I'm still working on it.

it seems solved on 20120702 snapshots

Thanks for confirming. I suspect that this snapshot really only masks the
problem. The stack was getting corrupted by something but I was having a
really hard time figuring out what was doing it.


Compiling path.cc without optimization or passwd.cc without
-fomit-frame-pointer "fixed" the problem but clearly something is wrong.

I tried building Cygwin with stack probes and that made the DLL
unrunnable.  I tried instrumenting it with -finstrument-functions and
that made the problem go away.

The problem is that something, somewhere along the line, replaces a
frame pointer in the stack with 0x10c (268) and the return address with
zero.  So, eventually, when a function returns, %ebp is set to 0x10c and
the program jumps to address zero.  That is one manifestation.
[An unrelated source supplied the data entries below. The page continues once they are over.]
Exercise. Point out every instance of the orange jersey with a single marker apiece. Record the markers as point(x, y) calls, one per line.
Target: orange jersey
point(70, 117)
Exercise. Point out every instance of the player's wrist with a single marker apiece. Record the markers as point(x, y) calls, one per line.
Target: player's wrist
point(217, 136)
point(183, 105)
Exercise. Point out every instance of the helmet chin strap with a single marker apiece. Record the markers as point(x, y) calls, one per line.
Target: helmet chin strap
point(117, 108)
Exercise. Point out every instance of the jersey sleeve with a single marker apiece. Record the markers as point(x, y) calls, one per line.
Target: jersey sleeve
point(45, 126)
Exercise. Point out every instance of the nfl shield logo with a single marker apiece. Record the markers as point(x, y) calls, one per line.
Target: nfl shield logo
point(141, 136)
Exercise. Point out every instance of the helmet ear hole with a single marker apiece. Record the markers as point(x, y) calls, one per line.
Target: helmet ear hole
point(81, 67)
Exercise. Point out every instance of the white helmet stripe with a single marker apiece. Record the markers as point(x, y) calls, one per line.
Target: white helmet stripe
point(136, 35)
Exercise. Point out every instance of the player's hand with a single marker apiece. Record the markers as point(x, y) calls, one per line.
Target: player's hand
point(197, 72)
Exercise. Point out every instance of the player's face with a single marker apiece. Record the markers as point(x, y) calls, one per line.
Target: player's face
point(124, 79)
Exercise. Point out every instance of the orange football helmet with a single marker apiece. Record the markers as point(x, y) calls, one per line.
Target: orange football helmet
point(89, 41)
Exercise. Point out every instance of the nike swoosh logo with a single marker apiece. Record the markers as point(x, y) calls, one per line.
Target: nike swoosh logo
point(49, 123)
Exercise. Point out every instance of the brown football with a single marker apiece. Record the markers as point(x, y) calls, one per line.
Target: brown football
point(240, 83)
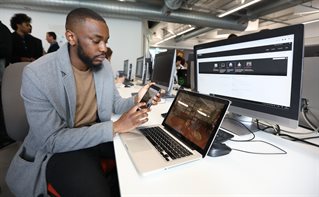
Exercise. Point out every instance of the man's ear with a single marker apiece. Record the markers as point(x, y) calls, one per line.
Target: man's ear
point(71, 37)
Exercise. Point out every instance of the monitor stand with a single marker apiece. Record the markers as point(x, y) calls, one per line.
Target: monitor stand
point(232, 123)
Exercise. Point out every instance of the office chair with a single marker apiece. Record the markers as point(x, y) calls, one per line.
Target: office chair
point(15, 119)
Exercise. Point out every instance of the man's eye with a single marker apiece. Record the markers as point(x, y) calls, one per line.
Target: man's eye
point(96, 41)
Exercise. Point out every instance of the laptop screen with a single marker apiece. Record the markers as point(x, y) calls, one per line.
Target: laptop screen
point(195, 118)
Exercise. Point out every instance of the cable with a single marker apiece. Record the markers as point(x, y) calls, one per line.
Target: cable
point(299, 139)
point(304, 110)
point(258, 153)
point(250, 131)
point(275, 127)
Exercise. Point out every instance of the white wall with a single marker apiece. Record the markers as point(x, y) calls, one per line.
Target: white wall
point(126, 37)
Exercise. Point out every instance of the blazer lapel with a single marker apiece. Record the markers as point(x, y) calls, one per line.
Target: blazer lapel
point(69, 84)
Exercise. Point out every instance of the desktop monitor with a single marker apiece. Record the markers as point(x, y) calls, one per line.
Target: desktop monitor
point(164, 70)
point(260, 73)
point(126, 69)
point(141, 71)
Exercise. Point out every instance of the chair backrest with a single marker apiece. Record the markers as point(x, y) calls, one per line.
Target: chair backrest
point(15, 119)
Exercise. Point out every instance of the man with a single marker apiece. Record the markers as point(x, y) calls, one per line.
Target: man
point(5, 47)
point(51, 38)
point(25, 48)
point(69, 97)
point(108, 54)
point(35, 45)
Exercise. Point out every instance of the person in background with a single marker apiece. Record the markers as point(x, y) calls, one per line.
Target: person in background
point(108, 54)
point(35, 44)
point(179, 62)
point(5, 47)
point(230, 36)
point(120, 78)
point(69, 98)
point(51, 38)
point(25, 48)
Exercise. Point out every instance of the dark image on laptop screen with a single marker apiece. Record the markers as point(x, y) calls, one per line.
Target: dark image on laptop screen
point(195, 117)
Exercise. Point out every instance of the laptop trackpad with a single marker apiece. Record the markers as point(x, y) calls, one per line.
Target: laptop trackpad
point(138, 145)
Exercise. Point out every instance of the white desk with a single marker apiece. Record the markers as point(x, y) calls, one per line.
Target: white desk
point(236, 174)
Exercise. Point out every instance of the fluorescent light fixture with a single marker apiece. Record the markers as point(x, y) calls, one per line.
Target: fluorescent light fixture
point(313, 21)
point(238, 8)
point(173, 36)
point(184, 104)
point(202, 113)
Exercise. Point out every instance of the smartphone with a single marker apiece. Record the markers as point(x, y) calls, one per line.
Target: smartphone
point(149, 95)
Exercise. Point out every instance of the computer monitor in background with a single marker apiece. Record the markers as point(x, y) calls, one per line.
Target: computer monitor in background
point(141, 71)
point(309, 117)
point(148, 62)
point(260, 73)
point(126, 69)
point(164, 70)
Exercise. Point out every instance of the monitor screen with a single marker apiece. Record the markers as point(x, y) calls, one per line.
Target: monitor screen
point(164, 70)
point(260, 73)
point(126, 69)
point(139, 70)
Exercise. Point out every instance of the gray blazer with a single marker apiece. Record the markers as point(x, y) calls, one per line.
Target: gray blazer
point(49, 94)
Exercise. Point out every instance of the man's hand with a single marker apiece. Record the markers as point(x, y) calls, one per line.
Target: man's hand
point(143, 90)
point(133, 118)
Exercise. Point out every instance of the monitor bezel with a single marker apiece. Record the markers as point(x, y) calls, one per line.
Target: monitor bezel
point(254, 110)
point(166, 86)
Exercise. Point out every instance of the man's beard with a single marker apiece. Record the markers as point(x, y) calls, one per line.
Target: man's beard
point(87, 60)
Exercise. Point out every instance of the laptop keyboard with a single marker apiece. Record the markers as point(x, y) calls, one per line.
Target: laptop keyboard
point(169, 148)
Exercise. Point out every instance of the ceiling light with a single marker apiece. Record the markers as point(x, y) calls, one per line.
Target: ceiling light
point(313, 21)
point(173, 36)
point(238, 8)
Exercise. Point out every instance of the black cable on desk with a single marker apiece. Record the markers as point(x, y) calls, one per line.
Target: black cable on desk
point(298, 139)
point(251, 140)
point(258, 153)
point(242, 124)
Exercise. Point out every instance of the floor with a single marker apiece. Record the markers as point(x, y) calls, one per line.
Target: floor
point(6, 154)
point(7, 150)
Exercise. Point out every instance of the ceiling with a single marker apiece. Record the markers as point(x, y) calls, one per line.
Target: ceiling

In others
the 0x10c is still there but it is interpreted as a pointer to something
and dereferencing it causes a SEGV.

0x10c is 256 + 12 but I haven't been able to find that anywhere in the
source.

Your test triggered a problem which has existed in Cygwin since last November.
I noticed it in snapshots going back to 2012-11-14. But, when I tried to
build a version of Cygwin from before that time, it still manifested the
problem. I did change to gcc 4.5.3 around that time so I'm thinking that
either this version of gcc exposed a problem in Cygwin or Cygwin has exposed
a problem in this version gcc. There was an odd problem in select() where
it seemed like constructors weren't being properly run on a local variable
when alloca was used in the same function.


cgf


gcc-4.5 has some issue on windows platform (cygwin and mingw) for wrong optimization of function return value on C++ code.
I have also had issues with 4.5 (4.5.3 in particular) on Linux, where destructors failed to run properly in optimized code. I now make a point of upgrading (or self-compiling) to at least 4.6; I've actually had no problems yet with 4.7 after using it for some months under both cygwin and linux, though I haven't tried compiling a cygwin dll with it yet.